When visiting a traditional store, younger generations want a personalized experience, while baby boomers and Generation X (people born between 1965 and 1980) expect convenience and security there. Important to them are short queues (or their lack of), accessible store locations, highly visible product signage or thoughtful spacing in the store. It is also important to them to be rewarded for choosing a particular store, i.e. to be awarded points in loyalty programs. The latter improve the customer experience during both offline and online shopping.

Leveraging new technologies

New technologies can improve both online and in-store shopping experiences. Companies with online stores have already begun to use generative artificial intelligence to help with customer inquiries during particularly busy times (such as black friday). AI-based recommendations and quick responses to inquiries help increase conversions.

In brick and mortars, on the other hand, robots with artificial intelligence algorithms help the store operate more efficiently. For example, they pick up products from the warehouse and place them on the store’s shelves. This helps ensure a smooth shopping experience and reduce queues. Using innovative solutions in stores to provide a fast and convenient shopping experience helps encourage shoppers to return to the store.

Impulse shopping

Retailers need to “stay close” with their customers to understand why they buy from them. And remember that consumers do not always act rationally, and often on impulse. The economic crisis is causing more and more emotion-driven purchases. Especially among younger generations, who are more optimistic about their financial situation.

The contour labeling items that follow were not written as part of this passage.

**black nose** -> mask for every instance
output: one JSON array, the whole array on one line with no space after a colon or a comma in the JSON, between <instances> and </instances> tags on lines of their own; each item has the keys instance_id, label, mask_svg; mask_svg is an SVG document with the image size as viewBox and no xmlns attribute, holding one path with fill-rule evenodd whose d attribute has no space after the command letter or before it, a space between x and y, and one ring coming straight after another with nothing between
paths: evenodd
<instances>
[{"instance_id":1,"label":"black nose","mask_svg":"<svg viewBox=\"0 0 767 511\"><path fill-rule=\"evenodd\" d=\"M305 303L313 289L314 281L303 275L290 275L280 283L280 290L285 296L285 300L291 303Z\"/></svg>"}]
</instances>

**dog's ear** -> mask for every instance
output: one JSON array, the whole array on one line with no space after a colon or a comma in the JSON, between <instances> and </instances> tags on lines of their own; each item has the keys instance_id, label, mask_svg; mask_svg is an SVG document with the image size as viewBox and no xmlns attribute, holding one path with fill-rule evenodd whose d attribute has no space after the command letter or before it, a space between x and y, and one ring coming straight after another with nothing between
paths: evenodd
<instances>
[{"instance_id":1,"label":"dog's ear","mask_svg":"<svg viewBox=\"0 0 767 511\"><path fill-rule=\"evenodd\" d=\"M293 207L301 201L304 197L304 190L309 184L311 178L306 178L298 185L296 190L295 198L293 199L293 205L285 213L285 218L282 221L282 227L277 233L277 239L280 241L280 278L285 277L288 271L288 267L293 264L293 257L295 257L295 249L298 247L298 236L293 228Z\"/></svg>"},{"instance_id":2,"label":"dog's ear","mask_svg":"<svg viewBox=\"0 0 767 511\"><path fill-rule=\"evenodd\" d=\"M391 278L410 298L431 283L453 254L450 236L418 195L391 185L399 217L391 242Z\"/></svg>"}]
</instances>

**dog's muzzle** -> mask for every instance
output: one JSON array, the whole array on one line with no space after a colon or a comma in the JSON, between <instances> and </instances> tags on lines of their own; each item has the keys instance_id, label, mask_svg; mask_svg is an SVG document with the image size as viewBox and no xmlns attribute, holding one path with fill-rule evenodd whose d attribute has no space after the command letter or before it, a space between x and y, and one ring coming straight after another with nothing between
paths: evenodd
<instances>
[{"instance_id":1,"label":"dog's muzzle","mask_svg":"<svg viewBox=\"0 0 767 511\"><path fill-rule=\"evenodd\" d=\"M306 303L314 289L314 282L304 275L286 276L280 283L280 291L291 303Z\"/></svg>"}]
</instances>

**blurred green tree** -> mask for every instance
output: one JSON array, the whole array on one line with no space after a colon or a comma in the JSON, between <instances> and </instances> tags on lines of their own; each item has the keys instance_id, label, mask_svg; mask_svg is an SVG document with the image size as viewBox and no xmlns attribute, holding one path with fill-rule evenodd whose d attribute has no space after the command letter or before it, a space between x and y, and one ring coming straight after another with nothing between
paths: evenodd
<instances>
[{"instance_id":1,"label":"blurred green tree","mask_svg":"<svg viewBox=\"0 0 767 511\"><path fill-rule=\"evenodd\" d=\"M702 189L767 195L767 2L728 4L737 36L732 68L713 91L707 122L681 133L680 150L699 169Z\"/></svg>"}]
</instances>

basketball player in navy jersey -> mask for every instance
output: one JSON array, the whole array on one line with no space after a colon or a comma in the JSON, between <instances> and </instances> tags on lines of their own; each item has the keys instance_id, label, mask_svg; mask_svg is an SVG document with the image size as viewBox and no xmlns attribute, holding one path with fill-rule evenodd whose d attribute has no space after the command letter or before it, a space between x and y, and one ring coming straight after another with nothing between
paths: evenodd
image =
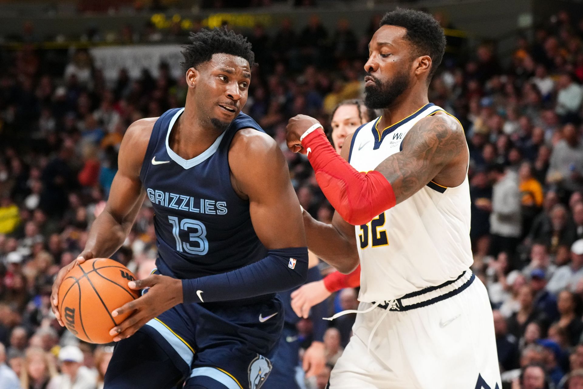
<instances>
[{"instance_id":1,"label":"basketball player in navy jersey","mask_svg":"<svg viewBox=\"0 0 583 389\"><path fill-rule=\"evenodd\" d=\"M227 30L191 36L184 108L128 128L103 212L75 264L121 246L146 197L159 257L130 282L142 297L111 310L118 342L105 389L259 389L282 331L275 293L301 284L307 250L299 203L276 142L241 113L254 56ZM115 317L132 314L119 323ZM181 387L182 387L181 386Z\"/></svg>"}]
</instances>

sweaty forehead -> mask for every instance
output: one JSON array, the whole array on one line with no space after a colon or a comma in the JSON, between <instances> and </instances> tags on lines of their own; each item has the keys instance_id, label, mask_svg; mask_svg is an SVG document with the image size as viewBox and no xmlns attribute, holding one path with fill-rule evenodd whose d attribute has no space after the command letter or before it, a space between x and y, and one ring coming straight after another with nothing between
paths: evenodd
<instances>
[{"instance_id":1,"label":"sweaty forehead","mask_svg":"<svg viewBox=\"0 0 583 389\"><path fill-rule=\"evenodd\" d=\"M249 62L247 62L247 59L241 57L227 54L224 52L213 54L210 60L208 62L208 66L211 70L225 69L231 70L237 73L247 73L247 75L251 74L251 68L249 67Z\"/></svg>"},{"instance_id":2,"label":"sweaty forehead","mask_svg":"<svg viewBox=\"0 0 583 389\"><path fill-rule=\"evenodd\" d=\"M405 38L406 33L407 29L404 27L390 24L381 26L373 36L368 48L372 50L385 44L396 48L403 47L408 44Z\"/></svg>"}]
</instances>

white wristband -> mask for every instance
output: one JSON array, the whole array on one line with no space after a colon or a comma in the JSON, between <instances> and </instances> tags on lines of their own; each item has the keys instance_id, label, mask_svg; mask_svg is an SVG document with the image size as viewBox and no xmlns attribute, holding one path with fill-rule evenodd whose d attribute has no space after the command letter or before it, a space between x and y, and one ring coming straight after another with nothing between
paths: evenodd
<instances>
[{"instance_id":1,"label":"white wristband","mask_svg":"<svg viewBox=\"0 0 583 389\"><path fill-rule=\"evenodd\" d=\"M313 132L314 131L316 131L318 128L324 129L324 127L322 127L322 125L320 124L319 123L316 123L315 124L314 124L314 125L312 125L311 127L310 127L308 129L305 130L305 132L304 132L304 134L301 135L301 136L300 136L300 142L301 142L302 141L303 141L304 138L305 138L308 135L310 135L310 133Z\"/></svg>"}]
</instances>

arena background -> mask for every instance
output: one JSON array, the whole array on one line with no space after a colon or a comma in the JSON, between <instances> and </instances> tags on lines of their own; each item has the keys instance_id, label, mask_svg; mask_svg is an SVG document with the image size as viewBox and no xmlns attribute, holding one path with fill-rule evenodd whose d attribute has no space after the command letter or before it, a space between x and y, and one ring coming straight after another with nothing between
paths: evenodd
<instances>
[{"instance_id":1,"label":"arena background","mask_svg":"<svg viewBox=\"0 0 583 389\"><path fill-rule=\"evenodd\" d=\"M51 285L103 209L128 125L182 106L189 32L227 25L248 37L259 66L244 111L280 143L303 207L329 222L285 127L298 113L329 127L338 103L362 96L367 44L398 6L433 13L447 37L430 101L468 138L472 269L494 310L504 387L543 387L517 380L536 362L550 387L573 389L567 374L583 376L583 3L558 0L0 2L0 388L9 368L22 388L47 387L71 345L94 381L82 387L101 387L110 348L64 332ZM114 257L141 278L156 255L152 218L145 205ZM335 294L329 313L356 297ZM329 367L353 320L331 323ZM305 349L311 323L298 325Z\"/></svg>"}]
</instances>

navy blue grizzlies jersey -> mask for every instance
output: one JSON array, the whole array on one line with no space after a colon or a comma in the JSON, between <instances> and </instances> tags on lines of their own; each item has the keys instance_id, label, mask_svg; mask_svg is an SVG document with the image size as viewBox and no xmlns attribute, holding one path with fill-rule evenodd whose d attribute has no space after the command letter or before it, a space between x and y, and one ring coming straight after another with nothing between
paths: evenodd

Two-thirds of Generation Z live with their parents, so they save on rent, among other things, and have more money to spend. Millennials, on the other hand, at the highest rate of all generations, believe that impulse buying helps cope with stress – so they buy products under the influence of emotions to feel better about the whole situation.

Worth noting – 47% of impulse shoppers say that taking advantage of sales or bargains is the most important reason for them to spend money.